Enhancing Machine Translation via Frame-Semantic Data
I’ve just finished my final assignment for the semester, a paper for LING 190. Click the title for the full text of the paper, read the abstract below, and see the cut at the bottom of this entry for a layperson’s explanation of the technical bits.
Enhancing Machine Translation via Frame-Semantic Data
Abstract
Frame semantics is an approach to examining meaning in natural language by considering clusters of related concepts. For instance, in the “commercial transaction” frame, there is a buyer, a seller, goods, and money; different predicates in this frame will place these agents in different syntactic roles, so, in English, the buyer will be the subject of buy while the seller will be the subject of sell.
Frame semantics presents a powerful aide to machine translation. Frame-semantic knowledge of an input phrase facilitates more precise word-sense disambiguation and allows greater flexibility in deciding which of multiple valid word orderings to emit in the target language. I have demonstrated this by creating a rudimentary system for translating from Spanish to English which can optionally take advantage of frame-annotated input, and then testing this system on a small corpus of phrases in the commercial transaction frame.
Glossary, in order of appearance in paper:
- predicate
- verb
- word-sense disambiguation
- For a word that has multiple meanings, figuring out which meaning a particular occurrence of that word is referring to.
- corpus, corpora
- A bunch of arbitrary text gathered from real-world sources. “Corpora” is the plural.
- parsing
- Taking natural language input and arranging it into phrases, subphrases, clauses, etc.
- lemma
- The root form of a word.

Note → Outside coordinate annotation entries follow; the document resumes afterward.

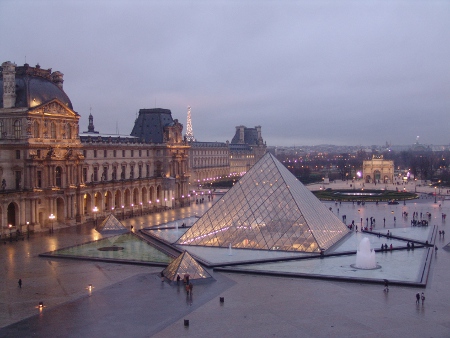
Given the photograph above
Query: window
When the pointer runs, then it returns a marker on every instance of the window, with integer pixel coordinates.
(68, 131)
(53, 130)
(58, 175)
(95, 174)
(36, 130)
(114, 173)
(17, 129)
(39, 178)
(18, 177)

For verbs, the lemma would be the infinitive form.
- tokenization
- Splitting a stream of natural language into a series of tokens, which are basically the same thing as words and punctuation. So, splitting “Hello, world!” into the following series of tokens: H e l l o , w o r l d !
- tagging
- Annotating each token with its part of speech, so in the sentence “he ran”, ‘ran’ would be marked as (amongst other things) a past-tense third-person singular verb.
- lexicon
- Dictionary.
- gendered/neuter pronouns
- “He” and “she” are gendered pronouns in English. “It” is a neuter pronoun in English. syntactic distribution of frame roles: This is referring to the way that particular frame roles are assigned to particular grammatical components in a particular frame-predicate (a particular predicate in a particular frame.) For instance, in English, “BUY” has the buyer as the subject, the seller in an optional “from” clause, the goods as the direct object, and money in an optional “for” clause.
- area for further research
- I’m too lazy to look into it / give me more grant money.
- syntactically motivated
- It’s a result of syntax.
- collocations
- Two words are considered collocates when they appear near each other more often than you’d expect given their respective frequencies.
- anaphora resolution
- When you have a pronoun, figuring out which noun it refers to.